Automated EDA & Profiling
Skyulf provides a powerful automated Exploratory Data Analysis (EDA) engine powered by Polars, designed to handle large datasets efficiently. The EDAAnalyzer generates comprehensive statistical profiles, detects data quality issues, and provides actionable insights.
Quick Start
The Easy Way (Automated Visualization)
Skyulf provides a EDAVisualizer helper that automatically generates a rich terminal dashboard and interactive plots.
Note: This requires the visualization extras:
pip install skyulf-core[viz]
import polars as pl
from skyulf.profiling.analyzer import EDAAnalyzer
from skyulf.profiling.visualizer import EDAVisualizer
# 1. Load Data
df = pl.read_csv("your_dataset.csv")
# 2. Analyze
analyzer = EDAAnalyzer(df)
profile = analyzer.analyze(
target_col="target",
task_type="Classification", # Optional: Force "Classification" or "Regression"

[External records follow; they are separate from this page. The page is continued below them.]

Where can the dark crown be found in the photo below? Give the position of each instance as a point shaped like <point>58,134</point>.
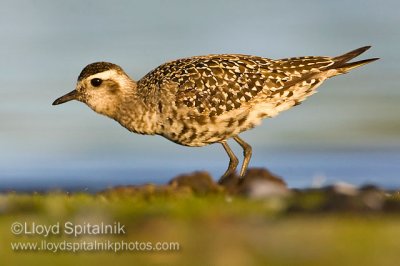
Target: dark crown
<point>97,67</point>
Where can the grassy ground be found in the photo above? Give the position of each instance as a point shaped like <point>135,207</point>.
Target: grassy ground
<point>314,227</point>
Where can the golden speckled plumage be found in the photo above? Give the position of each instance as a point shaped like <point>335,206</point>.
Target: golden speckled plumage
<point>207,99</point>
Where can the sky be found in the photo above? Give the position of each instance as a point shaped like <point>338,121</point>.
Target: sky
<point>45,44</point>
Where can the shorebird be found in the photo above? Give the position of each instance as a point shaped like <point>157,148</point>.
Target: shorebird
<point>208,99</point>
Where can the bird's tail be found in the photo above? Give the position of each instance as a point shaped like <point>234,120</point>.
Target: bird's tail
<point>341,62</point>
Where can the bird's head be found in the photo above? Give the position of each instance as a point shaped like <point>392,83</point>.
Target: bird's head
<point>102,86</point>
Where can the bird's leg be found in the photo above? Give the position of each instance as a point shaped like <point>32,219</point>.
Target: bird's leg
<point>246,153</point>
<point>233,161</point>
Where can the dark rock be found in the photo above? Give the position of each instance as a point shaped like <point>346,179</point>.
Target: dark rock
<point>198,182</point>
<point>257,183</point>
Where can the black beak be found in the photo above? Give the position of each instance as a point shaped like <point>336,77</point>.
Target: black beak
<point>67,97</point>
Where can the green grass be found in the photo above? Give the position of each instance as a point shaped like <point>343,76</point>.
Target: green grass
<point>214,229</point>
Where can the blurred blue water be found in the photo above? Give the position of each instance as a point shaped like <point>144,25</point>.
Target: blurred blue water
<point>298,169</point>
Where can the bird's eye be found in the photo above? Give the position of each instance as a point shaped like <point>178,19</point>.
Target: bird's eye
<point>96,82</point>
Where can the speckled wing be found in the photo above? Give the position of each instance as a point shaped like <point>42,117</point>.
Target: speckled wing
<point>216,84</point>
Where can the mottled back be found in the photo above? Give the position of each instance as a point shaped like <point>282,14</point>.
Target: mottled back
<point>215,84</point>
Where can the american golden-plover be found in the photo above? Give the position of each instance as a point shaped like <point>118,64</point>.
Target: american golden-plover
<point>208,99</point>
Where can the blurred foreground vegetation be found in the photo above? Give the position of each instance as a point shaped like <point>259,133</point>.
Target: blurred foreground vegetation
<point>328,226</point>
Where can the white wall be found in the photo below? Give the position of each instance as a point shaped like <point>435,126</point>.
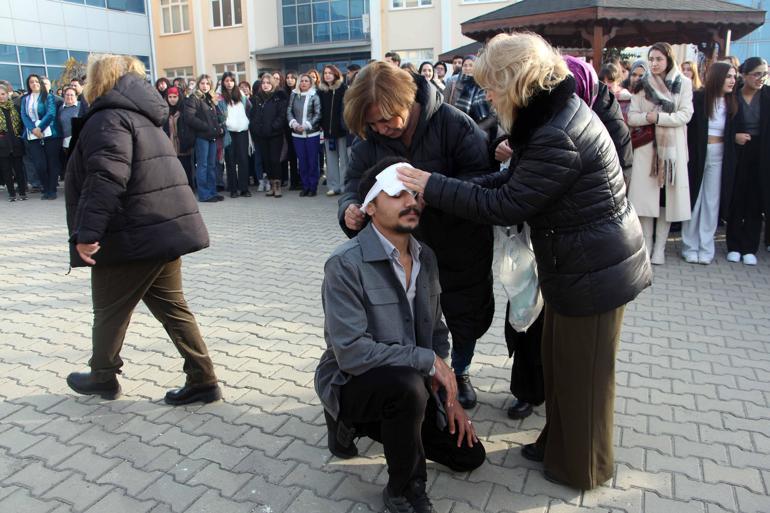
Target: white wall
<point>58,24</point>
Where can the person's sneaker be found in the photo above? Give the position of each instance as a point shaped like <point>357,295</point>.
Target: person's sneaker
<point>418,497</point>
<point>466,396</point>
<point>519,410</point>
<point>749,259</point>
<point>533,453</point>
<point>396,503</point>
<point>83,383</point>
<point>193,394</point>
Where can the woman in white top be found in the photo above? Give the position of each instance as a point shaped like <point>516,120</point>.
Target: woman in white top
<point>235,107</point>
<point>659,188</point>
<point>712,162</point>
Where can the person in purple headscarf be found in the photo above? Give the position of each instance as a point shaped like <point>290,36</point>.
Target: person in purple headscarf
<point>601,100</point>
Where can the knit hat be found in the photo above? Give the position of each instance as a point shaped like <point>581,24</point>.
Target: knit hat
<point>587,82</point>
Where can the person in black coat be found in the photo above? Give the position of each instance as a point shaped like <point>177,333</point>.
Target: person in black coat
<point>267,125</point>
<point>131,215</point>
<point>566,182</point>
<point>711,166</point>
<point>439,138</point>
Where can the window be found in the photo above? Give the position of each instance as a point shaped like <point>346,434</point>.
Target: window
<point>239,68</point>
<point>225,13</point>
<point>409,4</point>
<point>323,21</point>
<point>185,73</point>
<point>415,56</point>
<point>174,16</point>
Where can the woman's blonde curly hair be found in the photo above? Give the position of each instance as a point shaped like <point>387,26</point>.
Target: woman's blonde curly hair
<point>515,67</point>
<point>104,71</point>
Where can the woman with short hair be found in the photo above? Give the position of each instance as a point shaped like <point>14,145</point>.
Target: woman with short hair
<point>659,186</point>
<point>131,216</point>
<point>565,181</point>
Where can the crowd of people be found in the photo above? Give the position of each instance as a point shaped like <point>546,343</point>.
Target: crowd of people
<point>425,163</point>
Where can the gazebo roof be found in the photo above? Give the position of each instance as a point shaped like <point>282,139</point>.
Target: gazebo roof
<point>568,23</point>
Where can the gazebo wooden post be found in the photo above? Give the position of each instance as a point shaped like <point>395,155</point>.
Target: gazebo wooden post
<point>598,46</point>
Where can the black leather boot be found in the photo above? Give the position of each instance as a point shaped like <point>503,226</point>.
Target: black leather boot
<point>466,396</point>
<point>340,438</point>
<point>84,383</point>
<point>193,394</point>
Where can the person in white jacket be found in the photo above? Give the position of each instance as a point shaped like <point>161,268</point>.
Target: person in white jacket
<point>304,115</point>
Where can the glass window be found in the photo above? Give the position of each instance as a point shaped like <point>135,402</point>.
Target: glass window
<point>79,56</point>
<point>8,53</point>
<point>30,55</point>
<point>55,57</point>
<point>175,16</point>
<point>10,72</point>
<point>226,13</point>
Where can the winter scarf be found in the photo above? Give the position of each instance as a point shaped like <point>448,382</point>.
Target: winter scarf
<point>15,119</point>
<point>661,93</point>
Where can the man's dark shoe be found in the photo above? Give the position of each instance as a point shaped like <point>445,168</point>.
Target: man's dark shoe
<point>396,503</point>
<point>466,396</point>
<point>418,497</point>
<point>519,410</point>
<point>83,383</point>
<point>193,394</point>
<point>533,453</point>
<point>343,449</point>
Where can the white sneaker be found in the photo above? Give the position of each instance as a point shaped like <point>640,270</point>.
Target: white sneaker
<point>749,259</point>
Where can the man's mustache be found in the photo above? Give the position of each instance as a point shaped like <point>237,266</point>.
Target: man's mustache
<point>411,210</point>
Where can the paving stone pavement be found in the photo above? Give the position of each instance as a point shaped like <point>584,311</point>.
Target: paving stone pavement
<point>692,411</point>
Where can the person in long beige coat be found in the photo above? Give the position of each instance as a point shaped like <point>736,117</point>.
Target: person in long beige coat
<point>662,98</point>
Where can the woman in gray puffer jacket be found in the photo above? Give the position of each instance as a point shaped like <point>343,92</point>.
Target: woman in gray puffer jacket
<point>304,114</point>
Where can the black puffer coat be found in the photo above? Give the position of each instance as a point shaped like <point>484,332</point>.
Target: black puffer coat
<point>200,114</point>
<point>332,102</point>
<point>268,116</point>
<point>565,180</point>
<point>607,108</point>
<point>125,187</point>
<point>449,142</point>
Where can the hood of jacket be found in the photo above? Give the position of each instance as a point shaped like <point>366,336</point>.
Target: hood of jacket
<point>336,85</point>
<point>133,93</point>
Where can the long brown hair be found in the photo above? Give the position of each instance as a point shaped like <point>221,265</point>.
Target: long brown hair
<point>715,84</point>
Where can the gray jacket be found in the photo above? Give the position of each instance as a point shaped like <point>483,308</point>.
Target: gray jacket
<point>368,322</point>
<point>304,109</point>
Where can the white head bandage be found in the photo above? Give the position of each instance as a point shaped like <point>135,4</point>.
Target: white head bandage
<point>388,182</point>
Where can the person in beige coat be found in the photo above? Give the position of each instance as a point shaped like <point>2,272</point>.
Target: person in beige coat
<point>659,188</point>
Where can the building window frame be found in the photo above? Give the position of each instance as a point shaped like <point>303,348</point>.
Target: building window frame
<point>404,4</point>
<point>217,11</point>
<point>167,10</point>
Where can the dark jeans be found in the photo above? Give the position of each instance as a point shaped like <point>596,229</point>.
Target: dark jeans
<point>45,156</point>
<point>12,168</point>
<point>117,289</point>
<point>237,156</point>
<point>270,151</point>
<point>394,406</point>
<point>744,221</point>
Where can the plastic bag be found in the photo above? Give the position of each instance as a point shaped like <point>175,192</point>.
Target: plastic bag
<point>518,275</point>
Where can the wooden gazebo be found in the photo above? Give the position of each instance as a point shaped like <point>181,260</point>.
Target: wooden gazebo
<point>597,24</point>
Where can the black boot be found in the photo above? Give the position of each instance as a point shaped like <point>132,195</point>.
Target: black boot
<point>193,394</point>
<point>84,383</point>
<point>466,396</point>
<point>344,448</point>
<point>418,498</point>
<point>519,410</point>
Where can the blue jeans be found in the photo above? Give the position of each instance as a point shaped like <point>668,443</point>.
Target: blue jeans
<point>205,168</point>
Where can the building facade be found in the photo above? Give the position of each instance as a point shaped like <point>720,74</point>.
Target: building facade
<point>38,36</point>
<point>194,37</point>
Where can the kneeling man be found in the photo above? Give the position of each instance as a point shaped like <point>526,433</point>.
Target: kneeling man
<point>383,374</point>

date_col="timestamp", # Optional: Manually specify if auto-detection fails
lat_col="latitude", # Optional
lon_col="longitude" # Optional
)
# 3. Visualize
viz = EDAVisualizer(profile, df)
viz.summary() # Prints Data Quality, Stats, Outliers, Target Analysis, Alerts to terminal
viz.plot() # Opens Matplotlib plots (Distributions, Correlations, PCA, etc.)
The Manual Way (Accessing Raw Stats)
If you want to build custom reports or integrate into a pipeline, you can access the raw DatasetProfile object.
import polars as pl
from skyulf.profiling.analyzer import EDAAnalyzer
# 1. Load your data into a Polars DataFrame
df = pl.read_csv("your_dataset.csv")
# 2. Initialize the Analyzer
analyzer = EDAAnalyzer(df)
# 3. Run the analysis
# You can optionally specify a target column for supervised analysis
profile = analyzer.analyze(target_col="target_variable")
# 4. Access the results
print(f"Rows: {profile.row_count}")
print(f"Missing Cells: {profile.missing_cells_percentage}%")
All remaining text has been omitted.